With the availability of the military transport jet for civilian tasks, the company started to offer services in the global market with a differential of carrying up to 120 tons per flight and various types of cargo, thanks to the huge hold of the An-124.
Shortly afterwards, Volga-Dnepr entered into a partnership with the British HeavyLift and its planes began to circulate in various countries, carrying bulky and diverse items such as turbines, reactors, cranes and even trains.
Even with the end of the partnership with the English, the Russian company remained relevant in the market and even tried to launch a passenger transport division that ended up not working.
Despite winning out of competition from Antonov Airlines, owner of the world’s largest aircraft, the An-225, Volga-Dpner was able to win major and even unthinkable contracts like the US Air Force for charter services.
The situation, however, became complicated for the Russian company when his country invaded Crimea. In 2014, the US accused her of weapons being delivered to Vietnam by her planes.

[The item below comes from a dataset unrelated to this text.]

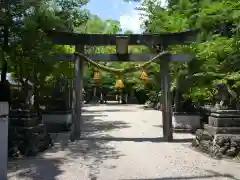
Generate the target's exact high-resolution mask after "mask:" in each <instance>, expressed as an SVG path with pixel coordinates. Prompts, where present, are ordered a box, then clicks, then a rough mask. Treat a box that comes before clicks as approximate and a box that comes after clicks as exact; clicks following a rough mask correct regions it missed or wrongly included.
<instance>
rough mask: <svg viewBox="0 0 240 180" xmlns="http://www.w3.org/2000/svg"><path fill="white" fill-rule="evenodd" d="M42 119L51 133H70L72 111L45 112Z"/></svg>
mask: <svg viewBox="0 0 240 180" xmlns="http://www.w3.org/2000/svg"><path fill="white" fill-rule="evenodd" d="M42 119H43V123H44V124H45V125H46V126H47V128H48V131H49V132H51V131H52V130H53V131H55V130H54V129H59V131H69V129H70V127H71V124H72V110H65V111H49V112H44V113H43V114H42Z"/></svg>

As a result, Volga-Dpner lost contracts not only with the Americans but also with NATO. Late last year, President Vladimir Putin recommended that the company stop working for the US military, closing one of its most lucrative channels.
At the same time, Ukrainian Antonov reportedly failed to supply spare parts for its 12 An-124s and the availability of aircraft was compromised. To close the cycle of bad news, Volga-Dnepr decided to do the sales work itself, dismissing companies that brokered contracts. Although backtracked, the negative effect of the measure would have remained.
The crisis culminated in the dismissal of 100 employees recently amid rumors that the company did not pay September wages. Although not confirming, Volga-Dnepr would have debts of $300 million, which worsened due to the drop in cargo demand, according to sources.
The company has confirmed that two of the An-124 will be grounded, but denied that it is in a delicate situation. Volga-Dnepr has confirmed that part of the fleet is receiving the ADS-B system to meet FAA and EASA requirements and that the first of its Antonov has been certified to carry up to 150 tonnes of cargo instead of 120.
In its nearly 30 years, Volga-Dnepr has played a major role in air cargo by taking on missions that were previously impossible to do through the air thanks to the An-124’s unusual capabilities, but it may be time for the company to review its reliance on Antonov aircraft and search for other segments to survive.
Meanwhile in the US companies have been looking at commercializing the C17 military aircraft which could be seen as the smaller sister of the AN-124 but with less capacity. It would however still be able to take on 70% of all cargo the AN-124 is currently handling. The government has already given their okay but its Boeing that is stalling the process as it would be too expensive to operate a plant with military and commercial plane production at the same time.